The peace-pipe emptied of its ashes and returned to its owner, the young brave rose at once and silently extended his hand. Burl seized it with a huge, devouring grip that would have made any one but an Indian wince, and with a big, round, stag-like tear in either big, round, ox-like eye, thus bid farewell: "Good-by, Kumshy. De good Lord go wid you all yo' days. Come an' see us ag'in—Miss Jemimy an' Mishy-muggy an' Sheky-depatty; Mishy-muggy's me, you know, an' Sheky-depatty's Bushie. Come an' see us all ag'in. Good-by."

Then going up to Bushie, Kumshakah shook him, likewise, by the hand; the dear little fellow, without saying a word, gazing up wistfully into the young Indian's face, his blue eyes brimming over with tears. But when he saw his red friend going at last, then did the affectionate Shekee-thepatee lift up his voice and weep aloud.

"Come back, Kumshakah!" he cried; "come back, and live with us, and never leave us, Kumshakah!"

The young Indian wheeled about and returned, took the chubby hand again in his, and with tender gravity shook it gently, very gently. As he did so, a mistiness came over his bright, wild eyes, which, when he had turned again to go, must—if ever Indian warrior weeps—have gathered into a tear. With wistful eyes, Burl and Bushie followed the swiftly receding form of their red friend, who never turned to look at them till he had gained the crest of a distant hill to the north.

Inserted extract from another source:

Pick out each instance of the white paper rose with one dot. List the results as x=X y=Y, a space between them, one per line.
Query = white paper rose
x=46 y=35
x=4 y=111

Here he faced about and remained for many moments gazing back at them; his graceful figure, his wild dress, and his rifle in sharp relief against a patch of blue sky, gleaming through an opening in the forest beyond. In final farewell Burl waved his cap. Kumshakah answered with a wide wave of the hand; then, turning, quickly vanished behind the hill, to be seen no more. With sorrowful hearts, Burl and Bushie turned likewise, and retraced their steps to Fort Reynolds.

From that day forward, never again did Captain Reynolds, the Fighting Nigger, the Big Black Brave with a Bushy Head, Mish-mugwa, lay the bloody hand on the scalp-lock of a fallen foe.